Le parlement de Catalogne dominé par les indépendantistes siège ce mercredi pour la première fois depuis sa tentative de rupture avec l'Espagne. Cette séance se fera bien sûr en l'absence d'un acteur principal, Carles Puigdemont qui veut être investi depuis Bruxelles, ce que Madrid refuse.

Pour rappel, deux mois après la crise politique sans précédent déclenchée par leur tentative de sécession, les séparatistes catalans avaient réussi à conserver la confiance des électeurs lors des élections régionales du 21 décembre. Ils ont obtenu 47,5% des suffrages et 70 députés sur 135. Et donc, cette majorité absolue des sièges doit désormais leur permettre en principe de désigner un président séparatiste.

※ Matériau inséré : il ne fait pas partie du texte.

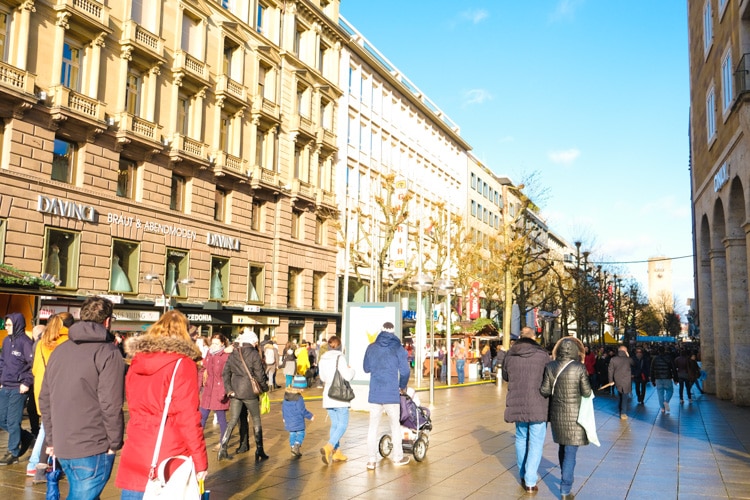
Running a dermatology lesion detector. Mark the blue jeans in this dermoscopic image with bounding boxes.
[59,453,116,500]
[557,444,578,495]
[0,387,29,457]
[516,422,547,486]
[456,359,466,384]
[289,429,305,446]
[326,407,349,450]
[656,378,674,409]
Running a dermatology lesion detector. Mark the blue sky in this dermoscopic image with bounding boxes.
[341,0,693,309]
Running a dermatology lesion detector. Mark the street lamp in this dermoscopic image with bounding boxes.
[143,274,195,314]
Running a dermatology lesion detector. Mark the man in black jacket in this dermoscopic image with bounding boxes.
[503,327,550,494]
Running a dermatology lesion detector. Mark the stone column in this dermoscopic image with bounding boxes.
[709,248,732,399]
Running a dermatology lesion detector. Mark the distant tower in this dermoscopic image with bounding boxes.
[648,257,674,305]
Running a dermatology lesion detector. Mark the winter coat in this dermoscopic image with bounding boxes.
[281,390,313,432]
[114,334,208,491]
[0,313,34,388]
[318,349,354,408]
[39,321,125,458]
[223,344,268,399]
[608,350,633,394]
[31,326,68,415]
[201,349,229,411]
[651,354,677,385]
[503,338,550,422]
[362,331,411,404]
[539,337,592,446]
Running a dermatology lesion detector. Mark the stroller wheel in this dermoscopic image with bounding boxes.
[378,434,393,457]
[413,438,427,462]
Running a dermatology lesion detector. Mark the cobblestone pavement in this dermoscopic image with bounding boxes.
[0,376,750,500]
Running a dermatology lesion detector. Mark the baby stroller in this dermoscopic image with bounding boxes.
[378,389,432,462]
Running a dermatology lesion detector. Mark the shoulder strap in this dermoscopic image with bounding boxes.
[148,358,182,479]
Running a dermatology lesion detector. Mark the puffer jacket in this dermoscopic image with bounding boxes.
[222,344,268,399]
[539,337,592,446]
[503,338,550,422]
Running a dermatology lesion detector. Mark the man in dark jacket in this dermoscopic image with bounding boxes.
[503,326,550,493]
[608,345,633,420]
[0,313,34,465]
[39,297,125,498]
[362,321,411,470]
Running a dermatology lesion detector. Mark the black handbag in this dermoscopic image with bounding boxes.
[328,356,354,403]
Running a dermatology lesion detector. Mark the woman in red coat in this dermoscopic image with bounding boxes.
[115,311,208,499]
[201,333,232,451]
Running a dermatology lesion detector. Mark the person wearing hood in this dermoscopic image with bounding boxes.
[503,326,550,494]
[539,337,592,500]
[39,297,125,499]
[362,321,411,470]
[608,345,633,420]
[115,311,208,499]
[218,328,268,462]
[0,313,34,465]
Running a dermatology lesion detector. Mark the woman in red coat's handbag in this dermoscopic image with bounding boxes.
[201,333,232,451]
[115,311,208,499]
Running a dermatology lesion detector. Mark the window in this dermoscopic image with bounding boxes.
[125,71,143,116]
[208,256,229,300]
[60,41,83,92]
[703,0,714,53]
[721,49,734,113]
[169,174,185,212]
[247,263,266,304]
[52,138,77,184]
[313,272,326,309]
[286,267,302,307]
[164,248,190,297]
[250,200,263,231]
[109,239,140,293]
[117,159,138,200]
[706,87,716,141]
[214,187,227,222]
[43,228,81,288]
[292,208,304,240]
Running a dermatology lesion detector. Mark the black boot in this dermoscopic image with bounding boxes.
[253,427,268,462]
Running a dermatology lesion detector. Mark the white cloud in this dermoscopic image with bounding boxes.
[547,148,581,165]
[464,89,492,106]
[461,9,490,24]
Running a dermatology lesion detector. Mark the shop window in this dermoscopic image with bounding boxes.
[43,228,81,288]
[164,248,190,297]
[51,138,77,184]
[247,263,266,304]
[286,267,302,307]
[109,239,140,293]
[117,159,138,200]
[209,257,229,300]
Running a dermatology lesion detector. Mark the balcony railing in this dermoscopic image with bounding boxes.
[0,62,36,94]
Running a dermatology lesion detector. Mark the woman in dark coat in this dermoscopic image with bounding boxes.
[201,333,232,451]
[219,330,268,462]
[539,337,592,500]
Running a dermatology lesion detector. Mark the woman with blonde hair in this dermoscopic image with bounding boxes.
[115,311,208,499]
[26,312,75,484]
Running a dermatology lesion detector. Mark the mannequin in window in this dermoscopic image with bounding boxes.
[44,243,60,279]
[110,254,133,293]
[211,267,224,299]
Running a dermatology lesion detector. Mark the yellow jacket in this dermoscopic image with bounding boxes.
[31,327,68,415]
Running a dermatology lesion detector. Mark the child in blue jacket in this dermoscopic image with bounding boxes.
[281,387,315,457]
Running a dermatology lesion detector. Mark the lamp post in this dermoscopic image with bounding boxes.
[143,274,195,314]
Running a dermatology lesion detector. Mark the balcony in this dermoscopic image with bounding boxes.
[216,75,247,107]
[120,19,164,62]
[172,50,209,86]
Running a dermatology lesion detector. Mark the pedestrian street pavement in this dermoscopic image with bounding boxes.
[0,376,750,500]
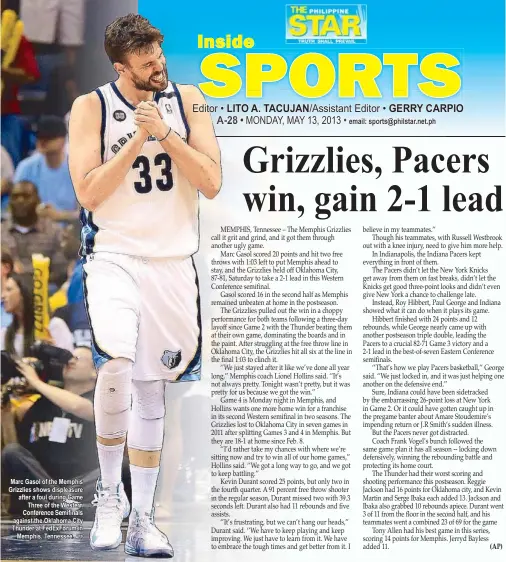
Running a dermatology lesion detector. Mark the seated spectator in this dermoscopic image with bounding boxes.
[14,116,79,221]
[1,246,14,328]
[0,273,74,358]
[1,0,40,166]
[2,182,68,286]
[1,146,14,214]
[55,223,92,347]
[20,0,86,99]
[2,347,130,513]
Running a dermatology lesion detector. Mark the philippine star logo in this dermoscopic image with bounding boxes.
[162,349,181,369]
[285,4,367,45]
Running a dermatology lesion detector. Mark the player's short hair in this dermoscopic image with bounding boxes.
[104,14,163,64]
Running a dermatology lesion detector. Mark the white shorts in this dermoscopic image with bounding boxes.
[20,0,85,47]
[83,252,202,382]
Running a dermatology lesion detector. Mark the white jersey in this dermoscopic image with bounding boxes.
[81,82,198,258]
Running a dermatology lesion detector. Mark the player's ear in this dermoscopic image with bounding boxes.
[113,62,125,75]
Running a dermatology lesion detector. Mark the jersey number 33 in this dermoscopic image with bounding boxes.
[132,152,174,193]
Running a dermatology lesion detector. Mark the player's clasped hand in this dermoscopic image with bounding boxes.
[134,101,169,139]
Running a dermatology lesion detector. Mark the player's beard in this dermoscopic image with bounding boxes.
[132,64,169,92]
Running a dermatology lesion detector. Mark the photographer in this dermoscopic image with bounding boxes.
[2,347,130,513]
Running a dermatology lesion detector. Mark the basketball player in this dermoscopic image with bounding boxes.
[69,14,221,557]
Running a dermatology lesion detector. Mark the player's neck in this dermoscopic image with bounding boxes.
[116,77,154,107]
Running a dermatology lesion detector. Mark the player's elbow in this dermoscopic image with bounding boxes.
[201,178,221,199]
[76,188,98,212]
[201,166,222,199]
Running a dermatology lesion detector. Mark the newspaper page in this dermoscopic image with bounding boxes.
[2,0,506,562]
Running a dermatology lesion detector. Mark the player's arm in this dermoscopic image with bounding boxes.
[136,86,221,199]
[69,92,149,211]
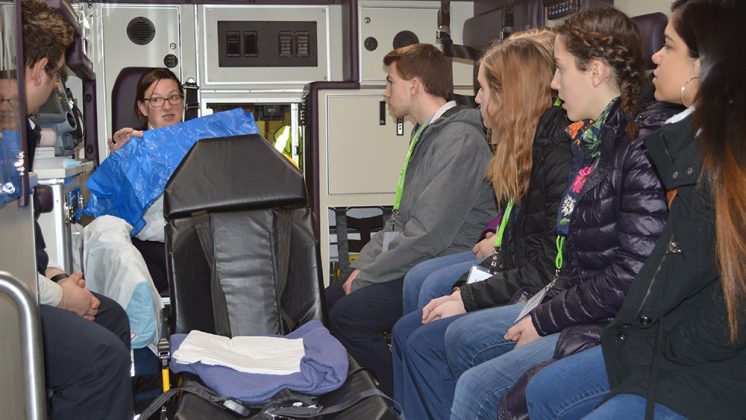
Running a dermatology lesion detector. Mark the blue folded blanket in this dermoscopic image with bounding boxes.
[84,108,258,236]
[171,321,349,404]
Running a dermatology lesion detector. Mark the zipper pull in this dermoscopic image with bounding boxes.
[544,268,559,292]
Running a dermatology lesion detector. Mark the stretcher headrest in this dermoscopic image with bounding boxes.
[163,134,306,219]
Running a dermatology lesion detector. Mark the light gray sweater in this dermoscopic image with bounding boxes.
[351,107,497,291]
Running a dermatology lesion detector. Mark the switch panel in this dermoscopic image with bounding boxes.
[217,21,318,67]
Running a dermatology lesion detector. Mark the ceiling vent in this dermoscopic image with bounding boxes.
[127,16,155,45]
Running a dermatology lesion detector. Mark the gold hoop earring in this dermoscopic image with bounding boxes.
[679,76,699,108]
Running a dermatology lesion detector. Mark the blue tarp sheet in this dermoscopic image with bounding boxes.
[84,108,258,236]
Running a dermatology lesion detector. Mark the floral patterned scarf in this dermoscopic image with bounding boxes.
[557,98,619,237]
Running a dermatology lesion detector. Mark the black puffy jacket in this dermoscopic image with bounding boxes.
[461,107,572,311]
[531,102,667,335]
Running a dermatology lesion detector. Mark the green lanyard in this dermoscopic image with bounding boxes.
[490,200,513,274]
[552,235,567,283]
[394,121,430,214]
[488,200,513,249]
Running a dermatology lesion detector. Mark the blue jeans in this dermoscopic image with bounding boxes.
[324,280,403,395]
[403,251,480,314]
[391,310,465,420]
[526,346,685,420]
[392,304,556,419]
[445,304,559,420]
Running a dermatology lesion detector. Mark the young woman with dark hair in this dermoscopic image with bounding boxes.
[108,67,184,153]
[392,39,571,419]
[526,0,746,419]
[390,7,666,419]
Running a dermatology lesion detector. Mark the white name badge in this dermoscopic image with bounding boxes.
[513,286,549,324]
[383,231,399,252]
[466,265,492,284]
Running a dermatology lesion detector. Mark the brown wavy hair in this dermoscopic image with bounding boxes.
[671,0,746,342]
[21,0,73,76]
[555,6,645,139]
[480,38,554,203]
[133,67,184,130]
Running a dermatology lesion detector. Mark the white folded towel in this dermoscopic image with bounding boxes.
[173,330,305,375]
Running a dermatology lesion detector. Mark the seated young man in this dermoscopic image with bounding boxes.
[22,0,133,420]
[325,44,496,394]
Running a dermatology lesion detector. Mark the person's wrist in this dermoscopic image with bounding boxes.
[49,271,70,283]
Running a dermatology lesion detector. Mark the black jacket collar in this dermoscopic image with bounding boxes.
[644,115,702,190]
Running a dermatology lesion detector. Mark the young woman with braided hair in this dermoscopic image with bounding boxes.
[526,0,746,419]
[392,7,666,420]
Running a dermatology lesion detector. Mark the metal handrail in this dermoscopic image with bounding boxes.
[0,271,46,420]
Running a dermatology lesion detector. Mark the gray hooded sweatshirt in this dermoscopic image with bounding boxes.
[351,107,497,291]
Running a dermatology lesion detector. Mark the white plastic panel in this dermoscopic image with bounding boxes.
[317,89,414,280]
[322,91,412,195]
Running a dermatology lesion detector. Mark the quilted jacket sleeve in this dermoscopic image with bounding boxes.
[531,139,667,335]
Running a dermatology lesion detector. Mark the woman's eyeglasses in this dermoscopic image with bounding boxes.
[143,93,184,108]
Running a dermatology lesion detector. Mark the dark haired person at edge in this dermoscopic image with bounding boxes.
[21,0,133,420]
[392,34,572,419]
[325,44,497,395]
[526,0,746,419]
[396,7,666,419]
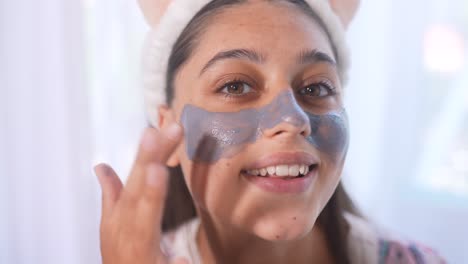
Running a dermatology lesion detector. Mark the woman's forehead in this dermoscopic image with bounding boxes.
[193,1,335,66]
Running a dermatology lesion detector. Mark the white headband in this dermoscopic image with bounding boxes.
[142,0,349,127]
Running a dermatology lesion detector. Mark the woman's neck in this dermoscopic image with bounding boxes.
[196,213,333,264]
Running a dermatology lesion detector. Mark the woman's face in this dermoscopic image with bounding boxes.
[161,1,348,240]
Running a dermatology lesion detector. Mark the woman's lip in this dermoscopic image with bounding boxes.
[243,166,318,193]
[246,152,318,170]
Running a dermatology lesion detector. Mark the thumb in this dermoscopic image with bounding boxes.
[94,163,123,215]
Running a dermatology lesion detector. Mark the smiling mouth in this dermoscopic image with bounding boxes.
[242,164,318,180]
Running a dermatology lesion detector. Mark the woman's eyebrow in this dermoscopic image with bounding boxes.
[200,49,265,75]
[297,49,336,67]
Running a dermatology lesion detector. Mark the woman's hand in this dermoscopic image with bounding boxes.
[95,124,186,264]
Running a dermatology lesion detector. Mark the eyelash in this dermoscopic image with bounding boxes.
[216,78,337,99]
[297,80,337,98]
[216,78,254,98]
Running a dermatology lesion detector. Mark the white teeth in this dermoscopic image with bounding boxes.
[299,165,307,174]
[289,165,299,177]
[271,165,289,176]
[267,166,276,175]
[247,164,309,177]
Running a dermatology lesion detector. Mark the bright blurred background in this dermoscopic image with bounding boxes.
[0,0,468,264]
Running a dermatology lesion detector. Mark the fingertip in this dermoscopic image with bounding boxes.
[146,163,168,187]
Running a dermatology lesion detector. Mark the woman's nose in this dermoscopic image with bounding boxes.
[260,90,311,137]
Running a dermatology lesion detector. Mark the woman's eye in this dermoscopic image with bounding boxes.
[299,83,334,97]
[221,82,252,95]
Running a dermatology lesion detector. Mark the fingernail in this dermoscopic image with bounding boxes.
[141,128,156,150]
[165,123,182,140]
[146,164,166,187]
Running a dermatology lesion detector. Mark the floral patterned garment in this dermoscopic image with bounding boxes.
[161,214,445,264]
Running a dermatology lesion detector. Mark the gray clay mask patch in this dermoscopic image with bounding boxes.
[181,91,348,163]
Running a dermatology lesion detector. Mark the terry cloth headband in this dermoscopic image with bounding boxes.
[142,0,349,127]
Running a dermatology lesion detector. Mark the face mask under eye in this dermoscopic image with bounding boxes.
[298,81,336,98]
[219,81,253,96]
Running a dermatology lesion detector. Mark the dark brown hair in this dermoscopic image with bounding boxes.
[162,0,359,264]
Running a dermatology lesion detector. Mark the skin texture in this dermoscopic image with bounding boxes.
[160,1,345,263]
[95,1,345,264]
[181,92,348,163]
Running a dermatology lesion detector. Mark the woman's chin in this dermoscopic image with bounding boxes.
[253,216,315,241]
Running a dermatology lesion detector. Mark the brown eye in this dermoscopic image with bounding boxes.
[299,83,334,97]
[221,82,252,95]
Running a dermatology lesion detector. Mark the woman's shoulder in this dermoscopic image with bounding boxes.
[345,214,445,264]
[161,216,445,264]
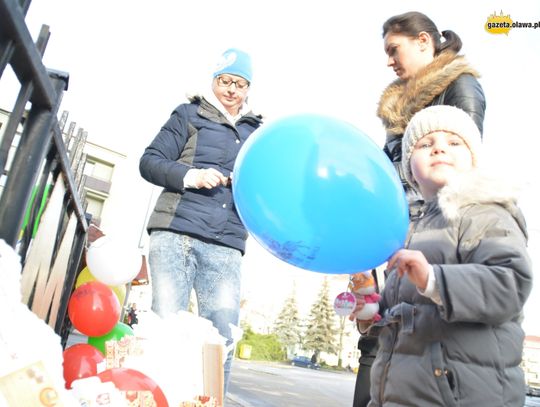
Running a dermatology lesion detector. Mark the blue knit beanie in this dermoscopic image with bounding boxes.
[214,48,253,82]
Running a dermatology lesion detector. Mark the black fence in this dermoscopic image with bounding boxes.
[0,0,88,345]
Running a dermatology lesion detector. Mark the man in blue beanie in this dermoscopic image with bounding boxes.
[139,48,262,402]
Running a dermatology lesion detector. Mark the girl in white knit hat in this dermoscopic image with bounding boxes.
[355,105,532,407]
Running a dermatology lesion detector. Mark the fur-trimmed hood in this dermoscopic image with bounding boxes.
[377,52,480,135]
[437,169,527,236]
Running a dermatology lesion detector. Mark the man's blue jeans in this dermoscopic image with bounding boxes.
[148,231,242,394]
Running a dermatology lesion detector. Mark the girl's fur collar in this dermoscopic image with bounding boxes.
[437,169,521,225]
[377,52,480,135]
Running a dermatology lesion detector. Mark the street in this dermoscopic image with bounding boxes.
[225,359,356,407]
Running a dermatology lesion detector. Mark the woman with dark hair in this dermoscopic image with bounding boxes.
[353,11,486,407]
[377,11,486,193]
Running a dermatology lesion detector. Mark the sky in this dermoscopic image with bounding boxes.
[0,0,540,335]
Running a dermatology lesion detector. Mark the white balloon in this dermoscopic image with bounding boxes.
[86,236,142,286]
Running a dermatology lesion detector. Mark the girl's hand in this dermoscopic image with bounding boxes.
[190,168,229,189]
[388,249,430,291]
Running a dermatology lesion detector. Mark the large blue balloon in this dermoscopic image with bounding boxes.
[232,114,409,274]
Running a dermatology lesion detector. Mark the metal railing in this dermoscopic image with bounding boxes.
[0,0,88,345]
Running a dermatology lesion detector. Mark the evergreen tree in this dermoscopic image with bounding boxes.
[274,288,301,354]
[304,277,338,355]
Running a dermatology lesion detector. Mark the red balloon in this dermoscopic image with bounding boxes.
[98,367,169,407]
[68,281,121,336]
[63,343,104,389]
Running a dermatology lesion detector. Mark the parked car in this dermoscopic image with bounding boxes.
[291,356,321,370]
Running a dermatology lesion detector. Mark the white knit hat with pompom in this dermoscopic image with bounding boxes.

Quel avenir pour Puigdemont?

Le candidat naturel est Carles Puigdemont, destitué par le chef du gouvernement Mariano Rajoy avec l'ensemble de son exécutif le 27 octobre après la déclaration d'indépendance du parlement catalan.

Mardi soir, les deux principales listes séparatistes, celle du président destitué "Ensemble pour la Catalogne" et celle de la "Gauche républicaine de Catalogne", ont annoncé avoir trouvé un accord pour l'investir.

• La première a 34 sièges et la deuxième 32. Avec les quatre voix encore à confirmer de la Candidature d'unité populaire (extrême gauche indépendantiste), l'arithmétique leur donne donc l'avantage.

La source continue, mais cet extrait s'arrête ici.